Wednesday, April 13, 2011

Lawyer: Fair Share Act Not So Fair

The State Senate is now considering a bill passed by the House that supporters claim will save jobs, tax dollars and hospitals' costs. The current law states that a defendant, with more resources, in a multi-defendant civil suit may be required to pay damages for the actions of their co-defendants who have fewer monetary resources. The "Fair Share Act" would change the way damages are awarded in most civil lawsuits in Pennsylvania. Right now, if two companies are held liable, one of the defendants can be ordered to pay up to 100 percent of a judgment, even if the company is only responsible, for, say, 60 percent of the damages. By and large, House Democrats opposed the measure: their leader, Representative Frank Dermody of Allegheny County calls it the “Wrongdoers Protection Act.” Robert Peirce, personal injury lawyer for Robert Peirce and Associates, says there is room for improvement. "I am concerned that [The Fair Share Act] will not adequately address the situation, which is a business concern or lawsuits, but also I am worried that the public may ultimately, as a taxpayer, be picking up some of the damages for those individuals that are catastrophically injured in accidents." The law currently allows taxpayers in the Commonwealth to pick up the tab for the defendants who are found at partly fault. The new bill intends to make the liable defendants to pay the amount they are found liable for.
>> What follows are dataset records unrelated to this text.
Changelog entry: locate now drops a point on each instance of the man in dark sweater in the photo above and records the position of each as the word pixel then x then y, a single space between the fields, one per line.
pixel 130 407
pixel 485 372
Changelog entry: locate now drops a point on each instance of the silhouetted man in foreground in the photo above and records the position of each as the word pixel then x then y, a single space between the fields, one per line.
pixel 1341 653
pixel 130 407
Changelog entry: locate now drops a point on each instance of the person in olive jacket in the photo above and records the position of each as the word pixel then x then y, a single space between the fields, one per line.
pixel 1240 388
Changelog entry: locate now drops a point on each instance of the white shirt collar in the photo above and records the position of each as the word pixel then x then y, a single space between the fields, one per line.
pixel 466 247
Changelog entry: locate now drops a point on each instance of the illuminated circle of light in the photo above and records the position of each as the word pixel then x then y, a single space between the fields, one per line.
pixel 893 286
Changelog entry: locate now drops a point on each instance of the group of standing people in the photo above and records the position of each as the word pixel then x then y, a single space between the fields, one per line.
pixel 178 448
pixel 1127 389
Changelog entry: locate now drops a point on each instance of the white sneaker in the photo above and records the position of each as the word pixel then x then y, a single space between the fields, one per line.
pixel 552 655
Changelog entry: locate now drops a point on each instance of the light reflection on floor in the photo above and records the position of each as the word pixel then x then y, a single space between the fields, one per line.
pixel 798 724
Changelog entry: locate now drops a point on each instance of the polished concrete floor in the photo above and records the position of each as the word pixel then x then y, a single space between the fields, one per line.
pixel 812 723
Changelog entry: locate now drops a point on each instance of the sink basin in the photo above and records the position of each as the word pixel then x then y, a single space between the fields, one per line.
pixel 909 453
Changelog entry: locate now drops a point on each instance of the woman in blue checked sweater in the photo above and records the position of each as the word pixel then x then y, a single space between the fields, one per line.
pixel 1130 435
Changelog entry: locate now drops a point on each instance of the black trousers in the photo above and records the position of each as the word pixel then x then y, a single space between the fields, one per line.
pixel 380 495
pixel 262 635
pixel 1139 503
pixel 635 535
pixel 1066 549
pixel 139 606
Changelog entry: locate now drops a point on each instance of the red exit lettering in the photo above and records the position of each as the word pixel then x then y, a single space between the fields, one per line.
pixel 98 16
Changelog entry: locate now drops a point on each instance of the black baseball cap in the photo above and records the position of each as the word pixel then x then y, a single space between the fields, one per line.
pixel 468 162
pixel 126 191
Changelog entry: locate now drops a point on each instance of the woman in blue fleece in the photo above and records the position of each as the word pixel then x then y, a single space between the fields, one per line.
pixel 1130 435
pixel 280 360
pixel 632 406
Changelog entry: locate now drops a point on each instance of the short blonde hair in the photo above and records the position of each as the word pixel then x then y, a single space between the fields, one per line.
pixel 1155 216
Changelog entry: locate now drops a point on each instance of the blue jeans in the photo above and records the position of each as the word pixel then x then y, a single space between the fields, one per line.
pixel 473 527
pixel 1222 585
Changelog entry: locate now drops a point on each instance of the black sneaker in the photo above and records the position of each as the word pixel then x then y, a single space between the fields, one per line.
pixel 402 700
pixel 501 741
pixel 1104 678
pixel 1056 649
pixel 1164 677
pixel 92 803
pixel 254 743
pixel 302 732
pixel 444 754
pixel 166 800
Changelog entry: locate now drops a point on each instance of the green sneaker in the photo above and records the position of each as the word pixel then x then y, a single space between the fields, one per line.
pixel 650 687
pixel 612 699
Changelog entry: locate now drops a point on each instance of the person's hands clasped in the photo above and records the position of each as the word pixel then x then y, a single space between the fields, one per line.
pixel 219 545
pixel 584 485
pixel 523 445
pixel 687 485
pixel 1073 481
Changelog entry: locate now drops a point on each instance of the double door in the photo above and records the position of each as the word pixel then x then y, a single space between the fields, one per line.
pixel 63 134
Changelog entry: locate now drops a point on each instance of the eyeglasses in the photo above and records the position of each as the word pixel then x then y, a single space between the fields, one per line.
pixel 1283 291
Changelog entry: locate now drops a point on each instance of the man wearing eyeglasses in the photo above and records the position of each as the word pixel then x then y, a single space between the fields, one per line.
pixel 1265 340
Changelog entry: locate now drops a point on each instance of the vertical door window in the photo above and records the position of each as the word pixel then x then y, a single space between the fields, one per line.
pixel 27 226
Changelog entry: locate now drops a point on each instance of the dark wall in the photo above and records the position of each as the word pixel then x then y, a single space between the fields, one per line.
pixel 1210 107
Peirce says that if the legislation is passed, defendants will do everything they can to not be found more than sixty percent liable and as an unintended result, the court process will be slowed down and expenses will be increased for everyone. He says that the Senate has to take some factors into consideration before passing the bill. "Will this help businesses and defendants be spared from lawsuits that a defendant does not think are valid? I don't think the legislation, as it's written, will address those concerns." Pennsylvania remains one of the nine states who have not changed or eliminated the system of joint liability.